The water was churning in a mixture of shotgun blasts, paddle strokes, and writhing snakes. Banks was screaming, "Shot 'em, Get their ass" but I had another plan. I was moving that boat toward the other shore just as efficiently as a new, outboard Evinrude would get it done. I could not get there fast enough all the time thinking that there had to be at least one snake in the boat with us. God help us if Banks spotted him before we could get to the other side. I was pretty sure this little boat could not sustain a shotgun blast to the floor without sinking rapidly. The result of that would bring the snakes and drowning back into my thoughts. I had to quit thinking and just paddle that damn boat with Banks yelling, "Where are you going? Shot 'em!, Shot 'em!" If two snake-eradication experts ever needed God's help, it surely had to be these two.

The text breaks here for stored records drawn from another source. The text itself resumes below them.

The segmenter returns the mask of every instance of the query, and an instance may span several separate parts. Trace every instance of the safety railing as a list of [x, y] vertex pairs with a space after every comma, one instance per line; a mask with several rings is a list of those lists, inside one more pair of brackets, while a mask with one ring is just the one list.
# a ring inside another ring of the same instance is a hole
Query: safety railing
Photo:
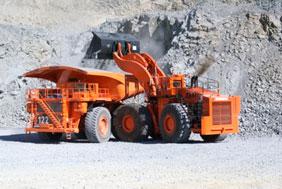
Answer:
[[85, 99], [85, 98], [109, 98], [108, 88], [98, 88], [97, 83], [67, 83], [58, 85], [58, 88], [30, 89], [27, 92], [29, 99]]
[[207, 77], [186, 76], [187, 87], [201, 87], [203, 89], [219, 92], [219, 82]]
[[46, 89], [29, 89], [27, 91], [28, 99], [40, 99], [40, 98], [62, 98], [61, 89], [46, 88]]

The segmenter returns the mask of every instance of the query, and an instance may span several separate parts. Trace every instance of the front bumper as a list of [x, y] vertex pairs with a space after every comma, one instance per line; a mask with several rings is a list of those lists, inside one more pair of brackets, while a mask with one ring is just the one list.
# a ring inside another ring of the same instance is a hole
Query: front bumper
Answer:
[[40, 124], [39, 127], [28, 127], [26, 133], [79, 133], [78, 128], [54, 128], [52, 124]]

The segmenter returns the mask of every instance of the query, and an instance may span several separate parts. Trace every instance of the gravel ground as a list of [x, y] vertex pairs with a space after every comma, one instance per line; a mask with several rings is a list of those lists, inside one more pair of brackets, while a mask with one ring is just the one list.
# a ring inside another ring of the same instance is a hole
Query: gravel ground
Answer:
[[281, 188], [281, 137], [43, 144], [0, 129], [1, 188]]

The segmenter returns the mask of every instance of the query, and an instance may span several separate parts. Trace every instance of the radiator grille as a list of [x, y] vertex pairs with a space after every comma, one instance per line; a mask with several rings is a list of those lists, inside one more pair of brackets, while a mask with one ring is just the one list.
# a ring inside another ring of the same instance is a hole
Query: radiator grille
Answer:
[[231, 124], [231, 103], [213, 102], [212, 104], [213, 125]]

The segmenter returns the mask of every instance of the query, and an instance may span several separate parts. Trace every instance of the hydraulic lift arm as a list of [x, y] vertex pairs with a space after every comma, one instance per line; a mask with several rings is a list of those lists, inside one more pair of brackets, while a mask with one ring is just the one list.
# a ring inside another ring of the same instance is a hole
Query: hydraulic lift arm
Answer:
[[130, 43], [127, 43], [127, 49], [128, 53], [123, 55], [121, 44], [118, 43], [117, 51], [113, 53], [114, 61], [120, 69], [133, 74], [143, 85], [148, 95], [156, 96], [159, 78], [165, 77], [165, 73], [149, 54], [131, 52]]

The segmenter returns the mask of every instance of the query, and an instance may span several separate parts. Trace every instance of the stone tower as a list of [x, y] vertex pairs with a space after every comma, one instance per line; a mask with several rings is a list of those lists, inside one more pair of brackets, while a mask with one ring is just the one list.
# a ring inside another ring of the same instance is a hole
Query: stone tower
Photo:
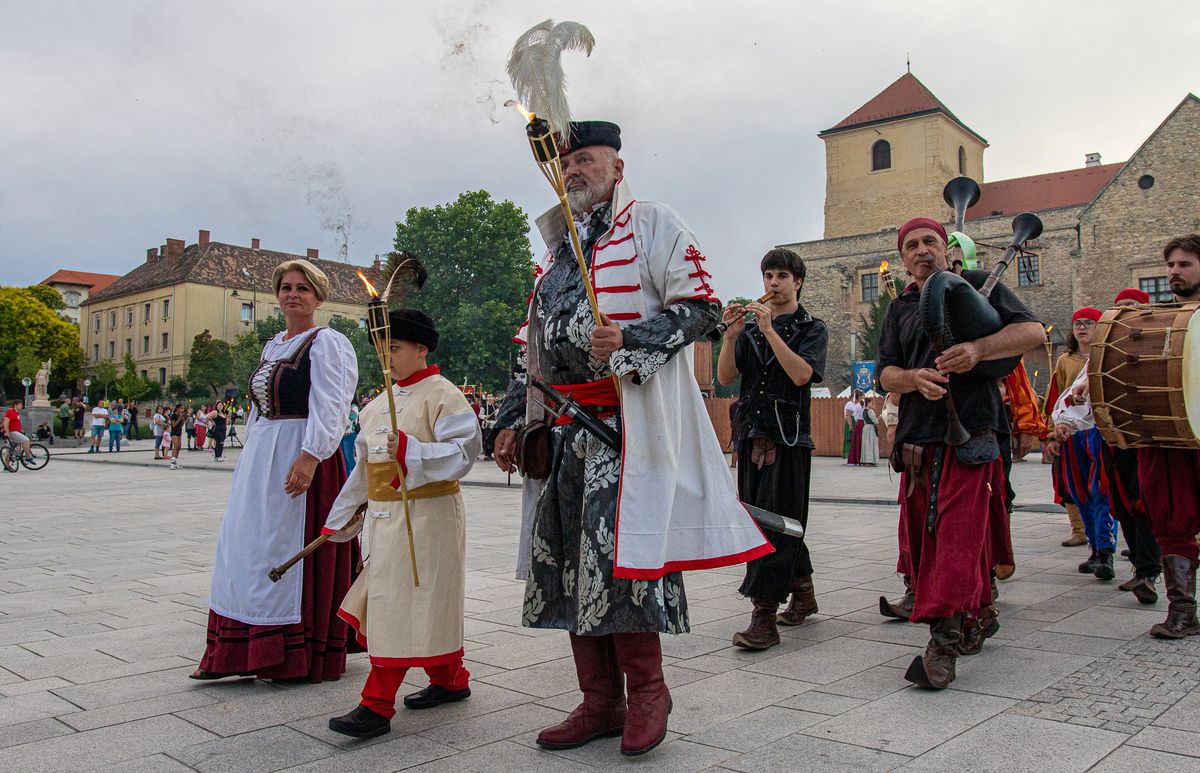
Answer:
[[825, 141], [825, 238], [899, 228], [910, 217], [950, 218], [942, 188], [983, 181], [988, 143], [911, 72], [831, 129]]

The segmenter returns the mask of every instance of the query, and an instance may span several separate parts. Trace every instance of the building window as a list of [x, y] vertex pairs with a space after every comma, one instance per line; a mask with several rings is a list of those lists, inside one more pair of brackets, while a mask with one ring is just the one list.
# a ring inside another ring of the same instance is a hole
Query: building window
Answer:
[[146, 378], [146, 373], [147, 373], [147, 371], [144, 371], [144, 370], [142, 371], [142, 378]]
[[129, 327], [132, 324], [133, 324], [133, 307], [126, 306], [125, 307], [125, 327]]
[[167, 369], [166, 368], [158, 369], [158, 383], [163, 386], [167, 385]]
[[109, 330], [117, 329], [117, 310], [116, 309], [113, 309], [112, 311], [108, 312], [108, 329]]
[[171, 299], [163, 298], [163, 319], [170, 319], [170, 317], [171, 317]]
[[96, 332], [97, 333], [100, 332], [100, 315], [99, 314], [96, 315]]
[[1138, 288], [1150, 296], [1151, 303], [1170, 303], [1175, 300], [1171, 284], [1165, 276], [1146, 276], [1138, 280]]
[[359, 317], [359, 318], [358, 318], [358, 326], [359, 326], [359, 328], [360, 328], [360, 329], [362, 329], [362, 328], [366, 328], [366, 326], [367, 326], [367, 318], [366, 318], [366, 317]]
[[133, 354], [133, 339], [132, 338], [125, 339], [125, 353]]
[[109, 341], [108, 342], [108, 359], [111, 360], [116, 355], [117, 355], [117, 342]]
[[164, 352], [167, 350], [167, 334], [166, 333], [162, 334], [162, 350]]
[[150, 353], [150, 336], [142, 336], [142, 354]]
[[1037, 255], [1020, 255], [1017, 257], [1017, 285], [1020, 287], [1035, 287], [1042, 283], [1041, 258]]
[[279, 312], [279, 307], [278, 307], [278, 306], [272, 306], [272, 307], [271, 307], [271, 316], [272, 316], [272, 317], [278, 317], [278, 316], [279, 316], [279, 313], [280, 313], [280, 312]]
[[254, 304], [253, 303], [243, 303], [242, 304], [242, 324], [249, 325], [253, 321], [254, 321]]
[[92, 344], [92, 362], [100, 362], [100, 344]]
[[859, 284], [862, 286], [862, 294], [859, 296], [863, 303], [870, 303], [879, 298], [879, 273], [869, 271], [865, 274], [858, 275]]
[[892, 145], [887, 140], [879, 140], [871, 146], [871, 171], [892, 168]]
[[967, 173], [967, 151], [962, 145], [958, 146], [958, 173]]
[[150, 304], [142, 304], [142, 322], [150, 321]]
[[67, 304], [68, 309], [79, 308], [79, 293], [74, 290], [63, 293], [63, 303]]

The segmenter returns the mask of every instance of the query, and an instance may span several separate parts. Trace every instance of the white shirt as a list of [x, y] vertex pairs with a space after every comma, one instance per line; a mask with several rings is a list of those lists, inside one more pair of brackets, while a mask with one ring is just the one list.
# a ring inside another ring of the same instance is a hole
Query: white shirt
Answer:
[[92, 426], [103, 427], [108, 424], [108, 409], [97, 405], [92, 409]]

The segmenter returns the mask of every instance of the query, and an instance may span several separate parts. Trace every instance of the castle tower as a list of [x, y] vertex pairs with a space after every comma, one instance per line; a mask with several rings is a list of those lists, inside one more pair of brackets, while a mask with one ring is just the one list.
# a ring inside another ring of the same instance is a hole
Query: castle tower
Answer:
[[831, 129], [825, 141], [825, 238], [899, 228], [910, 217], [948, 219], [946, 182], [983, 182], [988, 143], [911, 72]]

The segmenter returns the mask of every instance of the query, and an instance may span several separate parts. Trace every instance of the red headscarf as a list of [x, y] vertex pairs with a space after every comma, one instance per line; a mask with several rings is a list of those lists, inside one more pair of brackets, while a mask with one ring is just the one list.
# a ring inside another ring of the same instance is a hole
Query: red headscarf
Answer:
[[904, 251], [904, 237], [908, 236], [909, 232], [915, 231], [918, 228], [928, 228], [942, 237], [942, 244], [946, 243], [946, 229], [942, 228], [942, 224], [928, 217], [914, 217], [904, 225], [900, 226], [900, 234], [896, 237], [896, 251]]
[[1072, 315], [1071, 321], [1076, 322], [1081, 319], [1090, 319], [1093, 322], [1099, 322], [1100, 315], [1103, 313], [1104, 312], [1100, 311], [1100, 309], [1096, 309], [1091, 306], [1084, 306], [1082, 309], [1076, 311], [1075, 314]]
[[1138, 303], [1149, 303], [1150, 294], [1145, 290], [1139, 290], [1136, 287], [1126, 287], [1121, 292], [1117, 293], [1117, 299], [1113, 301], [1113, 305], [1119, 304], [1121, 301], [1137, 301]]

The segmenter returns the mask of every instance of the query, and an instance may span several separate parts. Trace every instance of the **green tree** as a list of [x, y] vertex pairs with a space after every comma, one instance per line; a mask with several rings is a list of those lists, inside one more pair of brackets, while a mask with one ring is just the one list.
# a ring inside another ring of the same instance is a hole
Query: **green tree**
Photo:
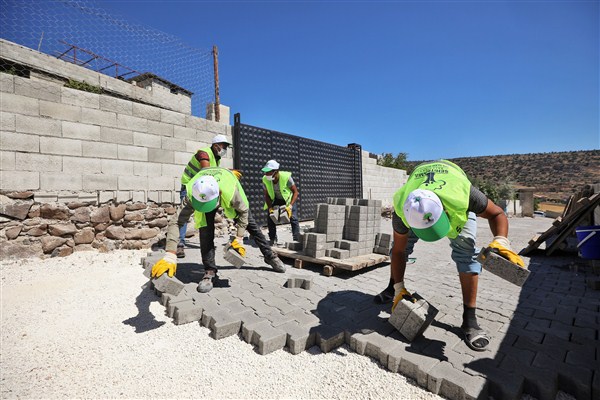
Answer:
[[410, 165], [406, 161], [407, 157], [408, 153], [398, 153], [395, 156], [392, 153], [382, 153], [377, 159], [377, 165], [388, 168], [408, 170]]

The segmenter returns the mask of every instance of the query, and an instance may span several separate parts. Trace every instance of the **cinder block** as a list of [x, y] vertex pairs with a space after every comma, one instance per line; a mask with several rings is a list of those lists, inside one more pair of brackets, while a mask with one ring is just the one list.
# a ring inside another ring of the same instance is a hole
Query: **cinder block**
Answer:
[[196, 322], [202, 319], [202, 307], [194, 302], [184, 302], [175, 306], [173, 322], [175, 325]]
[[529, 277], [530, 271], [528, 269], [511, 263], [504, 257], [494, 253], [489, 247], [481, 249], [477, 261], [481, 263], [485, 270], [517, 286], [523, 286]]
[[187, 296], [174, 296], [174, 297], [167, 298], [166, 306], [165, 306], [165, 308], [167, 309], [167, 315], [170, 318], [174, 318], [175, 317], [175, 309], [178, 306], [183, 306], [184, 304], [194, 304], [194, 301], [192, 300], [191, 297], [187, 297]]
[[175, 277], [169, 278], [169, 275], [166, 273], [155, 278], [152, 283], [158, 291], [172, 294], [173, 296], [181, 293], [184, 287], [184, 284], [179, 279]]
[[332, 249], [331, 257], [342, 260], [344, 258], [350, 257], [350, 250], [342, 250], [342, 249]]
[[236, 268], [241, 268], [245, 262], [244, 257], [242, 257], [240, 255], [240, 253], [238, 253], [237, 251], [235, 251], [234, 249], [232, 249], [229, 246], [228, 246], [228, 248], [226, 248], [226, 251], [225, 251], [223, 257], [225, 258], [225, 260], [227, 262], [231, 263], [231, 265], [233, 265]]
[[315, 333], [315, 342], [323, 353], [340, 347], [346, 340], [344, 329], [335, 326], [319, 325], [315, 328]]
[[413, 296], [417, 299], [416, 303], [401, 300], [389, 318], [390, 324], [410, 342], [425, 332], [438, 313], [417, 293], [413, 293]]
[[287, 248], [289, 250], [300, 251], [302, 250], [302, 242], [287, 242]]

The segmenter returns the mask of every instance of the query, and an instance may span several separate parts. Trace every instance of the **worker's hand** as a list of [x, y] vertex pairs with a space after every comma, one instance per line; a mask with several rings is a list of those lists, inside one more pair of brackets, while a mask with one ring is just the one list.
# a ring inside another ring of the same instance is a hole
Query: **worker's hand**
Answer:
[[240, 179], [242, 179], [242, 176], [244, 176], [244, 174], [242, 174], [240, 171], [238, 171], [237, 169], [232, 169], [231, 172], [233, 172], [233, 174], [235, 175], [235, 177], [237, 178], [237, 180], [239, 181]]
[[231, 248], [237, 251], [240, 254], [240, 256], [245, 257], [246, 249], [244, 248], [244, 245], [242, 243], [244, 243], [244, 238], [236, 237], [231, 241]]
[[411, 303], [417, 302], [417, 299], [415, 299], [413, 295], [404, 287], [404, 282], [394, 283], [394, 303], [392, 304], [392, 312], [394, 312], [394, 309], [400, 300], [410, 301]]
[[273, 207], [269, 207], [269, 214], [273, 214]]
[[285, 206], [285, 211], [287, 212], [288, 218], [292, 218], [292, 206]]
[[519, 267], [525, 268], [525, 262], [523, 259], [510, 248], [508, 239], [504, 236], [494, 236], [494, 241], [488, 245], [493, 252], [506, 258], [513, 264], [517, 264]]
[[152, 278], [158, 278], [165, 272], [169, 275], [169, 278], [172, 278], [175, 271], [177, 271], [177, 256], [167, 252], [162, 259], [152, 266]]

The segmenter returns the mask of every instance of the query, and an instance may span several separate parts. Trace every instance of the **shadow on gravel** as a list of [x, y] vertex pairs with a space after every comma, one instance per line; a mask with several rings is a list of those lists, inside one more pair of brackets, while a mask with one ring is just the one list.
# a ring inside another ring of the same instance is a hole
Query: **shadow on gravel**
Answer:
[[134, 327], [135, 333], [148, 332], [160, 328], [166, 323], [165, 321], [157, 321], [150, 312], [150, 303], [158, 301], [158, 298], [151, 290], [148, 290], [149, 284], [142, 285], [142, 291], [135, 298], [135, 306], [138, 309], [138, 314], [123, 321], [123, 324]]

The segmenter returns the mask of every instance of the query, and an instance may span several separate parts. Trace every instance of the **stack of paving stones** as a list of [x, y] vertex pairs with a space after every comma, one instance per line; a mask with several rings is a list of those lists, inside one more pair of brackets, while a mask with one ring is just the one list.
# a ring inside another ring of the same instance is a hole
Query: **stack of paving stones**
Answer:
[[[219, 253], [218, 265], [226, 265]], [[151, 253], [142, 264], [148, 270], [160, 258]], [[199, 259], [199, 250], [188, 249], [182, 262]], [[475, 352], [461, 335], [460, 284], [449, 259], [450, 249], [439, 247], [427, 264], [407, 271], [407, 286], [439, 310], [412, 342], [388, 321], [390, 304], [373, 302], [387, 286], [388, 268], [334, 279], [305, 269], [277, 274], [263, 264], [222, 267], [219, 276], [227, 284], [200, 294], [202, 271], [188, 279], [182, 265], [179, 294], [161, 292], [157, 284], [154, 290], [175, 324], [198, 323], [215, 339], [237, 334], [259, 354], [298, 354], [312, 346], [329, 352], [346, 345], [451, 400], [516, 400], [523, 394], [554, 400], [559, 390], [577, 399], [599, 398], [600, 292], [586, 285], [591, 271], [581, 265], [574, 272], [571, 260], [559, 257], [532, 258], [533, 273], [523, 287], [484, 272], [478, 319], [491, 342]]]
[[380, 234], [381, 200], [333, 198], [317, 204], [315, 226], [287, 248], [313, 258], [347, 259], [389, 254], [391, 236]]

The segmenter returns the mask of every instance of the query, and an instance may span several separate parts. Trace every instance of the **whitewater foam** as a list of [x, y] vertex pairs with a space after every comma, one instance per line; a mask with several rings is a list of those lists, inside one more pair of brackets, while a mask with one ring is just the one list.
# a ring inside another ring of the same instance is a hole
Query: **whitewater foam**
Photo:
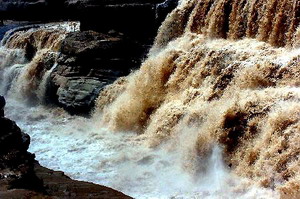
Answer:
[[194, 160], [200, 167], [205, 161], [205, 172], [198, 172], [197, 164], [194, 172], [186, 170], [186, 152], [192, 147], [184, 134], [151, 148], [143, 135], [112, 133], [93, 119], [70, 116], [59, 108], [28, 107], [8, 99], [6, 115], [31, 136], [29, 151], [43, 166], [134, 198], [278, 198], [230, 174], [218, 146], [205, 160]]
[[[180, 1], [148, 59], [99, 94], [91, 119], [14, 101], [40, 96], [49, 71], [34, 63], [64, 35], [36, 31], [40, 52], [14, 79], [8, 115], [43, 165], [137, 198], [297, 198], [298, 7]], [[6, 48], [23, 48], [32, 33], [15, 33]]]

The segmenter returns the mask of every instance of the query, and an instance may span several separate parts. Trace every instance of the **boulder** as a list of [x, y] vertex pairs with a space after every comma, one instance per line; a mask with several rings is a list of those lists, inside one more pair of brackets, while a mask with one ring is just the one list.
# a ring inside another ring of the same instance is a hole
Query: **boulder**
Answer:
[[71, 113], [88, 113], [100, 90], [138, 67], [145, 54], [140, 44], [115, 31], [70, 33], [60, 51], [47, 95]]
[[0, 117], [0, 126], [0, 190], [42, 191], [42, 181], [34, 173], [34, 155], [27, 152], [29, 135], [5, 117]]
[[58, 102], [70, 113], [88, 113], [105, 85], [97, 79], [68, 78], [57, 90]]
[[0, 155], [6, 154], [13, 149], [18, 151], [26, 151], [28, 149], [30, 138], [20, 130], [15, 122], [2, 117], [0, 126]]
[[68, 34], [62, 42], [60, 52], [83, 59], [95, 56], [106, 58], [126, 57], [127, 51], [125, 51], [125, 48], [132, 49], [132, 47], [129, 46], [129, 40], [122, 36], [122, 34], [113, 31], [111, 34], [95, 31], [73, 32]]

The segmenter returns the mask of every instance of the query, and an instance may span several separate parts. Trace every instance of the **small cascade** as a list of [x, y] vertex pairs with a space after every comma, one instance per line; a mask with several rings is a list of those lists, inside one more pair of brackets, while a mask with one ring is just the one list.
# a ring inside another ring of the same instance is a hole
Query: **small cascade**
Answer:
[[42, 103], [47, 80], [57, 66], [61, 41], [79, 23], [52, 23], [8, 31], [1, 42], [1, 93], [31, 103]]

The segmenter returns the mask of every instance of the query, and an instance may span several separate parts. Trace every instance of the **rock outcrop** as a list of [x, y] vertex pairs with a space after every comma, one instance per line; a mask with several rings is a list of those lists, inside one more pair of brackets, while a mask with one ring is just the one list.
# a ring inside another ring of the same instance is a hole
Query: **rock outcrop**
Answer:
[[5, 0], [0, 1], [0, 17], [21, 21], [57, 20], [63, 17], [63, 5], [64, 1], [60, 0]]
[[82, 30], [114, 29], [140, 40], [152, 40], [176, 4], [177, 0], [6, 0], [0, 1], [0, 19], [78, 20]]
[[42, 181], [34, 172], [34, 155], [27, 152], [30, 137], [5, 117], [0, 117], [0, 126], [0, 190], [17, 188], [42, 192]]
[[72, 180], [39, 165], [27, 152], [30, 137], [15, 122], [0, 117], [0, 198], [129, 199], [113, 189]]
[[[86, 114], [104, 86], [140, 66], [158, 26], [176, 5], [177, 0], [6, 0], [0, 1], [0, 19], [80, 21], [82, 32], [70, 33], [61, 44], [46, 100]], [[34, 38], [22, 44], [29, 61], [39, 50]]]
[[81, 22], [81, 30], [107, 32], [113, 29], [152, 44], [159, 25], [176, 7], [177, 2], [178, 0], [67, 0], [65, 7], [73, 19]]
[[145, 49], [116, 32], [84, 31], [67, 35], [60, 52], [49, 99], [71, 113], [88, 113], [100, 90], [137, 67]]

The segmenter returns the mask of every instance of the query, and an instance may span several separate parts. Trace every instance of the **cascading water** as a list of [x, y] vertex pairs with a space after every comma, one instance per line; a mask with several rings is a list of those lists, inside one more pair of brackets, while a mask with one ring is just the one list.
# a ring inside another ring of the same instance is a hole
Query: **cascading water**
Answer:
[[0, 51], [7, 114], [41, 164], [136, 198], [298, 198], [299, 11], [292, 0], [180, 1], [91, 119], [20, 102], [43, 98], [70, 30], [14, 33]]
[[299, 9], [298, 1], [181, 1], [140, 70], [100, 94], [101, 122], [151, 146], [193, 127], [194, 156], [221, 145], [233, 173], [297, 198]]
[[[56, 64], [61, 41], [79, 24], [53, 23], [9, 31], [0, 47], [1, 93], [14, 98], [42, 99], [45, 81]], [[46, 75], [46, 76], [45, 76]]]

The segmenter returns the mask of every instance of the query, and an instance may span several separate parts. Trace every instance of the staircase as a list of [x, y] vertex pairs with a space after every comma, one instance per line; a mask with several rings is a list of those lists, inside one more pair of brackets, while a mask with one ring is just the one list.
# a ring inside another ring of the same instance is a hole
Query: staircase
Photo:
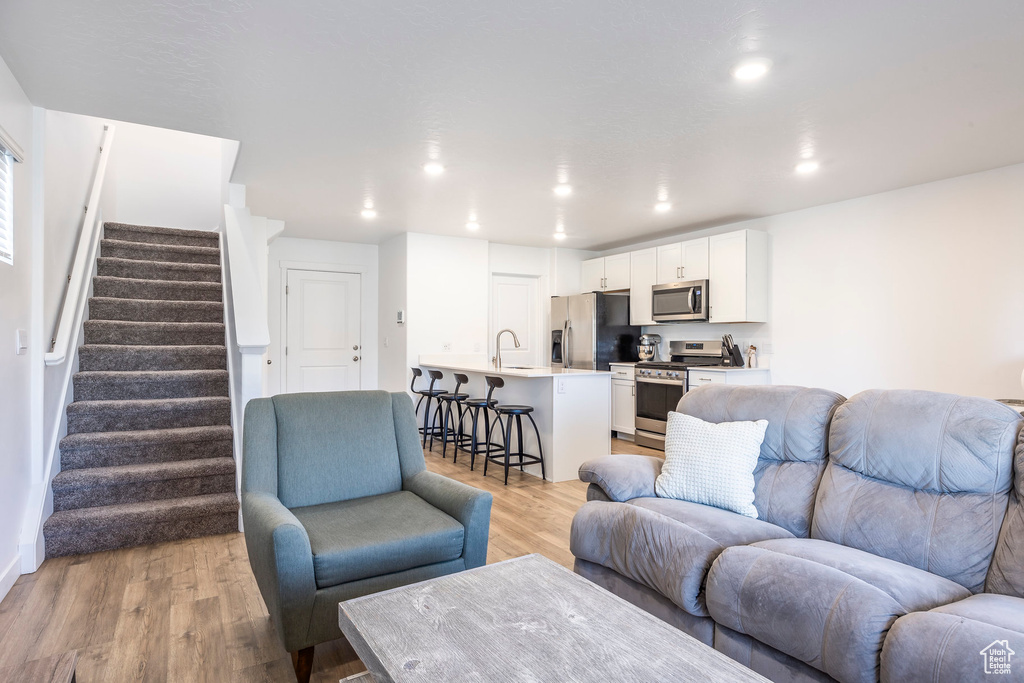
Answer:
[[47, 557], [238, 529], [218, 235], [103, 236]]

Banks had yet again found a way to include me in an event that I could never have possibly conjured up for myself and I now had but one mission...get out of it alive!


We arrived back at our point of entry carrying a speed of probably no less than 100 knots. I was not worried about stopping the boat. I just wanted to get close enough to survive the jump to firm ground without the threat of drowning or snake-bite. I launched myself over Banks and landed on that pond bank fairly certain that I would be getting out of the snake eradication business. By this time, Banks had overheated the guns and was waiting for the barrels to cool down. He was pumped and just about out of ammunition. The adrenalin was flowing and the wheels were already turning in his head as to how we would approach this on the next visit. I could see it in his eyes. I also knew that he was not planning to brief either myself or Belmont on this action either.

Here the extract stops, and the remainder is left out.